In 1962, Heiner first reported several children who had severe respiratory symptoms with findings of microscopic bleeding in their lungs triggered by ingesting milk, so the disorder is called Heiner Syndrome.

In 2012, I saw a case of Heiner Syndrome with my allergy fellow Jerome while working in Milwaukee and the case was published.  It can be found at:  Heiner Syndrome mimicking an Immune Deficiency

Why does this happen?

  • The exact reason is unclear.  These antibodies directed against milk are not yet proven to cause the disease but are a marker for it.  Both immune-complex deposition reaction and cell-mediated reaction have been suspected.  In lung biopsy tissue specimens of infants with Heiner Syndrome, IgG, C3 (complement), fibrin, and milk antigen deposits can be seen using immunofluorescence.

How old are children when they develop symptoms?

  • Age of onset:  Usually before 1 year old, but up to 5 years old.

Do all children have severe bleeding?

  • No, only about 10% of children with Heiner Syndrome have the severe form with pulmonary hemosiderosis (blood in the lungs).

How is the diagnosis of Heiner Syndrome made?

Symptoms:

  • Respiratory:  cough, runny nose/congestion, difficulty breathing, wheezing.
  • Gastrointestinal: vomiting, diarrhea, failure to thrive (poor growth)

Signs:

  • Fever, enlarged liver, spleen or lymph nodes (rare)

Chest x-ray: appears like “pneumonia.”

Laboratory:

  • Elevated white blood cells (WBC) called eosinophils, iron deficiency anemia, elevated IgG antibodies to milk and precipitating antibodies to milk.
  • Lung aspirate (performed by a pulmonologist) showing lung cells called macrophages that contain iron.

What is the treatment for Heiner Syndrome?

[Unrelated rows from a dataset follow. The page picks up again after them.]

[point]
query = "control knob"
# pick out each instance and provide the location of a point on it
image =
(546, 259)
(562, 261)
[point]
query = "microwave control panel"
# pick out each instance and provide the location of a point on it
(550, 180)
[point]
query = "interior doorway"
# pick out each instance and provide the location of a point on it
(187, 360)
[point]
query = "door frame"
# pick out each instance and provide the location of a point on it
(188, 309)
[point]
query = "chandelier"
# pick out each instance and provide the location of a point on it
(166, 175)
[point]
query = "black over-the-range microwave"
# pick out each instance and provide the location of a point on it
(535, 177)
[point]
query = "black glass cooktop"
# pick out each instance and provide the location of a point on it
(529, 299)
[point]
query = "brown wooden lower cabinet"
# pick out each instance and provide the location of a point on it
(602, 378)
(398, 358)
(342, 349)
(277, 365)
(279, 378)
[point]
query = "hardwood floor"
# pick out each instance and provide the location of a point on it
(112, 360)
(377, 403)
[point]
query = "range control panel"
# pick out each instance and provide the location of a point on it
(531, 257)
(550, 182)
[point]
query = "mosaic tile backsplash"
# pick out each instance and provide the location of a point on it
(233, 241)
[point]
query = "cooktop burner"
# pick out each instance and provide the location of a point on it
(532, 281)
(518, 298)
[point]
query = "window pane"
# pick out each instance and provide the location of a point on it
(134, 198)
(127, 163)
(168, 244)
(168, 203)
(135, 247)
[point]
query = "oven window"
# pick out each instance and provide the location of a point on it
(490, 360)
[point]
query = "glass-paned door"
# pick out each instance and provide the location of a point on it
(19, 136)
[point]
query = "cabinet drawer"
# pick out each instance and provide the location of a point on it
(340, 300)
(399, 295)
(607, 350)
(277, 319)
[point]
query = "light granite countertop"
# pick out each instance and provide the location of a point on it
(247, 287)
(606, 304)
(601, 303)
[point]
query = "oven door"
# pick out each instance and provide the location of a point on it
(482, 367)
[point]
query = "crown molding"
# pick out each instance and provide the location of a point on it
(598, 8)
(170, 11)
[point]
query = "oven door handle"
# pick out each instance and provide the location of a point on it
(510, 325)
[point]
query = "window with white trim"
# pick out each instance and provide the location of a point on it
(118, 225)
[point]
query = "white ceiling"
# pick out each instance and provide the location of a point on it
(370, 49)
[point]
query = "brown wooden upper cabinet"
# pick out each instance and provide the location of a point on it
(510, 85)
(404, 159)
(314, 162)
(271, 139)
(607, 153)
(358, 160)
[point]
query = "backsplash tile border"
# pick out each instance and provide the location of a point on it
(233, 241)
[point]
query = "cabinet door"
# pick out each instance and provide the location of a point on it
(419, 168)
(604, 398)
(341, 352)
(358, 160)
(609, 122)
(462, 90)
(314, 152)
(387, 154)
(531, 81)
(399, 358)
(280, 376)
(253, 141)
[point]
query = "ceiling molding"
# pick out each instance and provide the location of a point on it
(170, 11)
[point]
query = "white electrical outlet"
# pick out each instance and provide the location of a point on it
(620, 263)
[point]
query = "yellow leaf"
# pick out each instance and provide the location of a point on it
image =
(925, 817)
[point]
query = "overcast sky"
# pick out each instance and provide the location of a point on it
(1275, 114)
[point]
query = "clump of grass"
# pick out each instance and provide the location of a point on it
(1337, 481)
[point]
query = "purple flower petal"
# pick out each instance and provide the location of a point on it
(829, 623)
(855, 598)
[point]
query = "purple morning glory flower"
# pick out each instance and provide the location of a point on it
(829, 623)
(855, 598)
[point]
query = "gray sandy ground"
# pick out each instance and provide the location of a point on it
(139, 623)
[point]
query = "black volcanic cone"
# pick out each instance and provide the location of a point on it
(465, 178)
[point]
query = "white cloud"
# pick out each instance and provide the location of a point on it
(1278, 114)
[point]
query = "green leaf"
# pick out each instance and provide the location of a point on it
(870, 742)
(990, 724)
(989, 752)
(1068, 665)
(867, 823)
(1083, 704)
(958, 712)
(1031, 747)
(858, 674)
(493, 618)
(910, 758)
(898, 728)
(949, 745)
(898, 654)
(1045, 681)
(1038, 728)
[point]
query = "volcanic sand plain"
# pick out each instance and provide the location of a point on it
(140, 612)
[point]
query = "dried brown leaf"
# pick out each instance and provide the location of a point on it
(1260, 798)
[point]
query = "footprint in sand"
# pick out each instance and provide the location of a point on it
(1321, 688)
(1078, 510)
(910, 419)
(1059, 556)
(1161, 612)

  • Eliminate cow’s milk:  recovery time ranges from 5-21 days!
  • Reintroduce cow’s milk after a few years under the direction of an allergist.

At Family Allergy & Asthma Care of Montana, we consider Heiner Syndrome a possibility in any infant who has findings of pneumonia on chest x-ray!  Sounds strange, but it’s true!

This information is solely for informational purposes and not intended as a substitute for consultation with a medical professional.